It was the perfect setup.
There Jesus was, surrounded by crowds of people, all of them hanging on His every word. Matthew version of the story doesn’t give us many details, but you can only imagine the big commotion that was caused as the paralyzed man is brought to Jesus’ feet (Mark and Luke mention that the man was lowered down through the roof) carried there by his friends. I’m sure all the onlookers eagerly anticipated what would happen next.
Would they see another miracle?
Could Jesus really make a paralyzed man walk?
No doubt, the paralytic was also looking up at Jesus. He’d probably been in that same bed for years. Would Jesus free him from the prison of a body that could not move even one inch? In hushed silence, the crowd hold’s it’s collective breath, as the Lord opens His mouth to speak. But Jesus says the most awkward thing possible:
“Take heart, my son; your sins are forgiven.”
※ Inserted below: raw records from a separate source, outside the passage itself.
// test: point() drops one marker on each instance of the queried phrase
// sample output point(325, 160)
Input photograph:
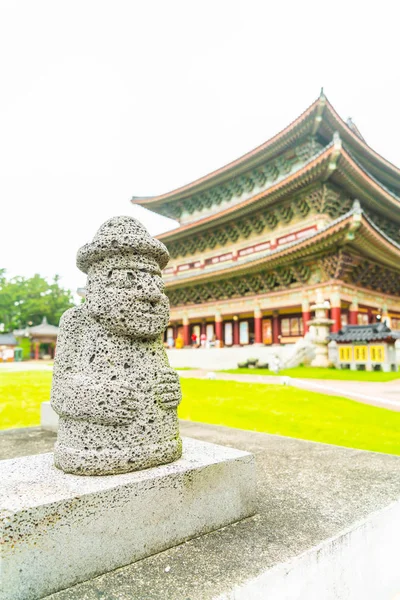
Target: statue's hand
point(109, 401)
point(167, 388)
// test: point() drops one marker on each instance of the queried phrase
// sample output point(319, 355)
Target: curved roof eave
point(344, 160)
point(236, 167)
point(363, 148)
point(321, 160)
point(341, 226)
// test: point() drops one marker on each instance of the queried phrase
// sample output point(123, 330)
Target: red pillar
point(306, 318)
point(186, 332)
point(236, 336)
point(257, 327)
point(218, 328)
point(335, 315)
point(275, 327)
point(306, 315)
point(353, 317)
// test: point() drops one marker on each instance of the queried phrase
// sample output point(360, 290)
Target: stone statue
point(113, 388)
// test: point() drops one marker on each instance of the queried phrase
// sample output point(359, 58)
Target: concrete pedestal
point(48, 418)
point(61, 529)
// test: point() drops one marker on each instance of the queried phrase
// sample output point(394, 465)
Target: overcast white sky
point(102, 100)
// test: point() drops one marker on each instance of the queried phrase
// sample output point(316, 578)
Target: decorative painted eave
point(316, 169)
point(373, 162)
point(320, 119)
point(359, 182)
point(301, 127)
point(353, 230)
point(333, 162)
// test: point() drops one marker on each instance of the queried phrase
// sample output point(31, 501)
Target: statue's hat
point(124, 234)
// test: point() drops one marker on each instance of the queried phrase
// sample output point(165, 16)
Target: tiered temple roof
point(314, 203)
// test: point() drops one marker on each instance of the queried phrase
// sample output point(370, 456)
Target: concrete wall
point(224, 358)
point(360, 564)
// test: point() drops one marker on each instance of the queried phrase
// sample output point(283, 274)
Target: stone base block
point(48, 418)
point(60, 529)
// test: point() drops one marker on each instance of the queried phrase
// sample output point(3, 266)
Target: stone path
point(382, 394)
point(30, 365)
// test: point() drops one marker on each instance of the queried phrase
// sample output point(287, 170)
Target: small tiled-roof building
point(314, 208)
point(8, 343)
point(370, 347)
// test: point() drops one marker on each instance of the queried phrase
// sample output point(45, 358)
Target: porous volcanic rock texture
point(113, 388)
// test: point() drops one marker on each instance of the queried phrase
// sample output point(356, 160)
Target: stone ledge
point(326, 528)
point(62, 529)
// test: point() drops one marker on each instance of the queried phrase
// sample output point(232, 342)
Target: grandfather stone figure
point(113, 388)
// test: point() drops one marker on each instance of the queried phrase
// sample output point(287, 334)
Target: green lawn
point(321, 373)
point(21, 394)
point(270, 408)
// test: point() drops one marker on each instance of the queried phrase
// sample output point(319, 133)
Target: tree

No one expected Him to say that.
The man needed healing not forgiveness.
However, I can’t help but think that Jesus intended the awkwardness. It so perfectly and dramatically highlights the purpose of His ministry. Yes, He came into this world to heal humanity, but not just from sickness and disability. His true work was to bring about the ultimate healing from the most disabling diseases, sin and death. And despite what He says to the Pharisees about which is easier—to forgive a man his sins or to heal him from paralysis–the latter would require only the word “rise,” while the former would require our Lord to lay down His life. No, forgiveness would not be easy for Jesus.
But the awkward placement of forgiveness in this text should also remind us of the true nature of the Church’s work. For as much as we are to love the world around us by addressing physical needs–helping the sick, the hurting, the poor and needy–our one true calling is to bring the good news of forgiveness of sins through Jesus Christ to all people. In our ministry and in our worship, forgiveness of sins must always be the central theme. Everything else the Church offers is secondary. The forgiveness of sins is always primary.
When Christians forget this, we end up being a lot like the usher in the posh theater, who noticed a man sprawled across three seats. “Sorry, sir,” the usher said, “but you’re only allowed one seat.” The man groaned but didn’t budge. The usher became impatient and said, “Sir, if you don’t get up I’m going to have to call the manager.” Again, the man just groaned. Infuriated by this, the usher marched briskly back up the aisle in search of his manager.
In a few moments, both the usher and the manager returned and stood over the man. Together the two of them tried repeatedly to move him, “All right buddy,” the manager said, “what’s your name?” “Sam,” the man moaned. “Where did you come from, Sam?”
With pain in his voice, Sam replied, “The balcony.”
You see, the usher only saw what he thought was the problem—a man who seemed drunk and was breaking the rules of the theater. But whatever things may look like on the surface in the world around us, we know that sin is the root cause. Like falling from a balcony, sin damages every human being in incalculable ways. So when we as Christians look at a world full of all kinds of confusion, pain, and hurt, we know the real cause. And we know what the true cure is. And when we encounter people who are living in ways that are blatantly sinful, it is not our place to judge them or condemn them, it is our calling to offer them the medicine they truly need—a Savior who loves them and died to secure forgives for them.
Of course, offering forgiveness will not always be well recieved. Not everyone will want to hear that they need it. But Jesus never hesitated to make forgiveness the main point of everything He did. Neither should we. The church today must strive to approach the world as Christ did. He didn’t condemn people. He forgave them. Furthermore, He didn’t wait for people to get their act together. He didn’t stand off at a distance judging them. No, Jesus took the initiative to bring true healing and offered the medicine of forgiveness to all who needed it.